After listening to Hari make indecipherable sounds for a while, the thespian mumbles “Yeh toh mujh se bhi maadhyam bolte hain” (“This guy speaks even more softly than I do”) and puts the phone down. I couldn’t help imagining this was meta-commentary of a sort, with the famously “understated” actor of an earlier generation (Dilip Kumar) marvelling at the (even more) understated actor of the present day (Sanjeev Kumar).
Subtextual analysis aside, this sequence might seem to be frivolous, but it’s an important scene for the film because it shows us Hari and Arti in a light moment, sharing the kind of intimacy that they can’t share with anyone else — it’s almost like they are waggling their thumbs at the “normal” people who can speak and hear. It makes it easier to believe that these two can grow to love each other and that they will be able to have some fun too — that their married life won’t be one struggle after another. It shows a side to the relationship that we don’t get to see much of later, as the film becomes increasingly glum.

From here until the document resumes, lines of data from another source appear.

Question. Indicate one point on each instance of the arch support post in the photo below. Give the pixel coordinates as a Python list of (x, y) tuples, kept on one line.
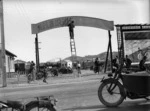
[(37, 53), (109, 50)]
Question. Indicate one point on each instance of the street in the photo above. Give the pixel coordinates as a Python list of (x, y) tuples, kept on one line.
[(79, 96)]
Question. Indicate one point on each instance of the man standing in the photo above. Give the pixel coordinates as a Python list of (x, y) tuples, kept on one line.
[(71, 26)]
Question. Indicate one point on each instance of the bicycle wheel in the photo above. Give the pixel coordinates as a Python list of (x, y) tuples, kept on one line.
[(35, 107), (110, 98)]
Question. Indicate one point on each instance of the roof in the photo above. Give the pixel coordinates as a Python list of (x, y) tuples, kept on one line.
[(9, 53), (19, 61), (135, 31), (137, 35)]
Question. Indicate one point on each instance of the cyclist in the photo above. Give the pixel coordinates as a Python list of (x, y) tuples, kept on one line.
[(142, 64)]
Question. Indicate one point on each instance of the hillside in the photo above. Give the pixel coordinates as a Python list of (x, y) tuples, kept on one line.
[(102, 56)]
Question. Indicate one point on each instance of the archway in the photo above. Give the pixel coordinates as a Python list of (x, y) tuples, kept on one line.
[(78, 21)]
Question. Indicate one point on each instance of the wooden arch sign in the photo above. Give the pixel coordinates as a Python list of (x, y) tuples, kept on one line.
[(78, 21)]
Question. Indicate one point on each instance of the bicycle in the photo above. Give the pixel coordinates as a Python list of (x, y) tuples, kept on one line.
[(41, 103)]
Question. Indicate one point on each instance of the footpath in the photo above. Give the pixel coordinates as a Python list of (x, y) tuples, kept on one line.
[(61, 79)]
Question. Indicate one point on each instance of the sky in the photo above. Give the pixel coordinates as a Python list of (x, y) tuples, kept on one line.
[(55, 43)]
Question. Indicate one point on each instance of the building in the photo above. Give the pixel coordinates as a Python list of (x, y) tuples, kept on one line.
[(10, 57), (67, 63), (19, 65)]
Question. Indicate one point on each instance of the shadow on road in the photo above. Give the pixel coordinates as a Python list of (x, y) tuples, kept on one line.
[(125, 106)]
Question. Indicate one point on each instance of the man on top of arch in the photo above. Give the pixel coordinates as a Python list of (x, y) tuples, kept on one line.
[(71, 26)]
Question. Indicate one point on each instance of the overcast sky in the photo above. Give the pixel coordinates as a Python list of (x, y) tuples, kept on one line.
[(55, 43)]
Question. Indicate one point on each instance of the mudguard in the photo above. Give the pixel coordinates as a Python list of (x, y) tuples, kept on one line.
[(111, 80)]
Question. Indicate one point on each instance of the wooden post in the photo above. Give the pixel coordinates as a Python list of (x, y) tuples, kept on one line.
[(2, 54), (37, 53)]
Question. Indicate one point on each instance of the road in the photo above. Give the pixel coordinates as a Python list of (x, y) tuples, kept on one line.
[(77, 96)]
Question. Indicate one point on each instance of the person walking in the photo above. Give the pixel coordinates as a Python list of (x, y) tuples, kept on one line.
[(128, 62), (79, 68)]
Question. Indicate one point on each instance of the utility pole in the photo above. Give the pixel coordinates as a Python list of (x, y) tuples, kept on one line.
[(2, 53)]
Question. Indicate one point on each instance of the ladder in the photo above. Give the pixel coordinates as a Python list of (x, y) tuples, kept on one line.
[(73, 50)]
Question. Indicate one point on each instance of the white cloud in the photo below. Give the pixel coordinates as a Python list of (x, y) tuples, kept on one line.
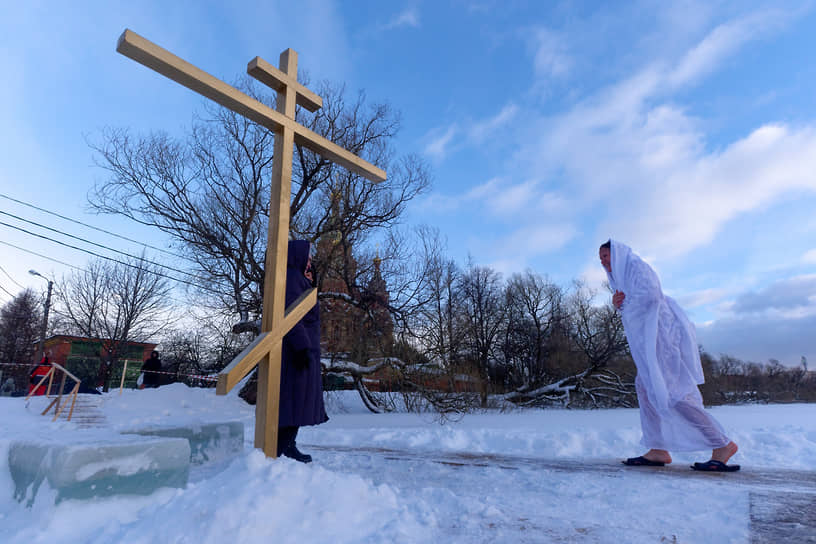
[(437, 147), (482, 130), (723, 41), (406, 18), (702, 297), (550, 59), (531, 240), (643, 164), (788, 295)]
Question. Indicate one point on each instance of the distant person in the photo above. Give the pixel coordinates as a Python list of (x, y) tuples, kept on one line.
[(301, 388), (150, 371), (36, 375), (663, 344)]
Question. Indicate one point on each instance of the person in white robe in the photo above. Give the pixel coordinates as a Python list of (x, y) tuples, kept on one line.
[(663, 344)]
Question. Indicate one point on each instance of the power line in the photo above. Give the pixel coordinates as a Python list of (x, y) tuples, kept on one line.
[(41, 255), (88, 242), (12, 279), (90, 226), (83, 270), (6, 290), (110, 258)]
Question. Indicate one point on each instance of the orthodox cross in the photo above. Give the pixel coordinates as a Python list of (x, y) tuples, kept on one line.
[(277, 320)]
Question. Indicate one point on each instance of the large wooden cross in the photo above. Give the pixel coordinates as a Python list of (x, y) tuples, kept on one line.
[(277, 320)]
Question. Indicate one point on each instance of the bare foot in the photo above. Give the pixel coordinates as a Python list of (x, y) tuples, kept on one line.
[(658, 455), (725, 453)]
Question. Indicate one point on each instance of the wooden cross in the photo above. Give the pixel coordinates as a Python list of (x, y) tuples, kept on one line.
[(277, 320)]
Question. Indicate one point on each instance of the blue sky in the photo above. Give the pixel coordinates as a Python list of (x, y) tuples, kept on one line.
[(684, 129)]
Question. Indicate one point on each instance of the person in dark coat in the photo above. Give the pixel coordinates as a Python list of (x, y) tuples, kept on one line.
[(150, 369), (301, 389)]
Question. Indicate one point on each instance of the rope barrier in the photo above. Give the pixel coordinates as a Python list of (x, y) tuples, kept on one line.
[(205, 377)]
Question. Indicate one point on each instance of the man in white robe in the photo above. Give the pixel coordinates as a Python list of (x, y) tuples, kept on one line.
[(663, 343)]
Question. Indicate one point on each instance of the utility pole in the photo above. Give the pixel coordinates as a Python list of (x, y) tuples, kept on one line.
[(41, 347)]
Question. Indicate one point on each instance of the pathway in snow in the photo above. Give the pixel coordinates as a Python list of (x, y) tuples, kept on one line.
[(780, 504)]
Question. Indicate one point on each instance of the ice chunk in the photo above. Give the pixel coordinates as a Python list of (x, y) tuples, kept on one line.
[(85, 470)]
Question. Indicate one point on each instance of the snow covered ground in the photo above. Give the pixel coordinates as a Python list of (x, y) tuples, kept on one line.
[(522, 476)]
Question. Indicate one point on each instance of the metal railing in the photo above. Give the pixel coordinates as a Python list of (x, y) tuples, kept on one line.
[(58, 399)]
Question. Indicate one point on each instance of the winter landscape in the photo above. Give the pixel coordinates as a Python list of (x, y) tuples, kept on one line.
[(515, 476)]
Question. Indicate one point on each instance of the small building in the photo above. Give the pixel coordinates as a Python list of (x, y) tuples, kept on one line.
[(87, 358)]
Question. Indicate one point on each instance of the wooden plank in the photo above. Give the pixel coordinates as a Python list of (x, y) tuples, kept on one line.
[(245, 361), (274, 303), (278, 80), (169, 65)]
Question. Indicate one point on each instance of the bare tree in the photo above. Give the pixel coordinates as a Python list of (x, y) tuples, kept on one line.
[(534, 310), (210, 190), (485, 311), (19, 332), (116, 303)]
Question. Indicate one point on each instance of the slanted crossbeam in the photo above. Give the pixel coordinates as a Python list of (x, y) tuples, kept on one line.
[(277, 320)]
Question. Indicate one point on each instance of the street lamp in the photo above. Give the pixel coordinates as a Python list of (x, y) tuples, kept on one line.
[(41, 347)]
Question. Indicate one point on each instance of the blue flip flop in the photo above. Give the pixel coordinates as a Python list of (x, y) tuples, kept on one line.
[(642, 462), (715, 466)]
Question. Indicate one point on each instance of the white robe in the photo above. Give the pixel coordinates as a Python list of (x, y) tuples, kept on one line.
[(663, 343)]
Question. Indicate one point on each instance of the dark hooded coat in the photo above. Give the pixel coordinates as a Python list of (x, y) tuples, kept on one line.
[(301, 396)]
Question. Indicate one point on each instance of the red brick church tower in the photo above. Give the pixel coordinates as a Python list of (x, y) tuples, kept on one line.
[(347, 328)]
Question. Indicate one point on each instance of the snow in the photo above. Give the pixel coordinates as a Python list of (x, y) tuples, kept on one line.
[(514, 476)]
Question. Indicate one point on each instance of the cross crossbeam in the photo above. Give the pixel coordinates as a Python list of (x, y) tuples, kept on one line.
[(169, 65), (277, 320)]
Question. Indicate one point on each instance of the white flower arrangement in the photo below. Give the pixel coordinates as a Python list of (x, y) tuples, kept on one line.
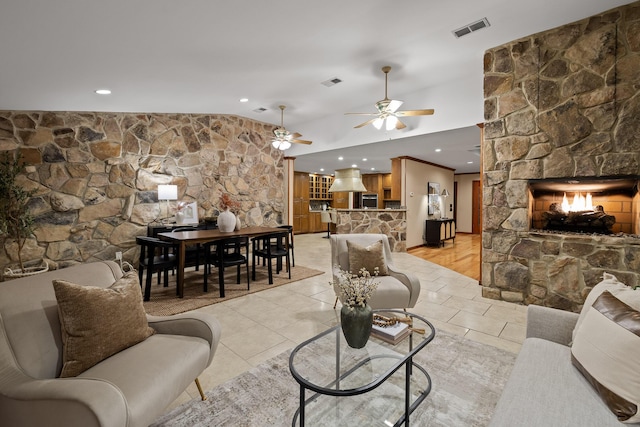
[(356, 289)]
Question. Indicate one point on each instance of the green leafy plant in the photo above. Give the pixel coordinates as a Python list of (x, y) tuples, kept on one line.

Koshish has a reputation as one of the more sensitive dramas of its time, and indeed there are many good things in it, starting with the heartfelt performances of the two lead actors. However, it’s hampered by the abruptness of its final 20 minutes and an unconvincing resolution where the protagonists’ son Amit is emotionally bullied into marrying a deaf and dumb girl. It’s obvious the idea was to dole out a moral lesson — to tell the audience handicapped people shouldn’t be treated “differently” and that they are capable of leading normal lives. But at the individual level, surely it should be possible for a young man to turn down a proposal without having to endure his father putting him through a ferocious guilt trip? The scene feels forced and sends out very mixed signals about responsibility and obligation.
There is much to admire in Gulzar’s movies — he chooses atypical subjects and has a feel for the arc and complexity of relationships between men and women — but some of his work has a hurried, not fully thought out quality to it. I thought Koshish erred on the side of heavy-handed moralising when it could have spent more time showing the growth of the special relationship between its two central characters. In short, I wish there had been a little less preaching and more scenes like the phone-booth one.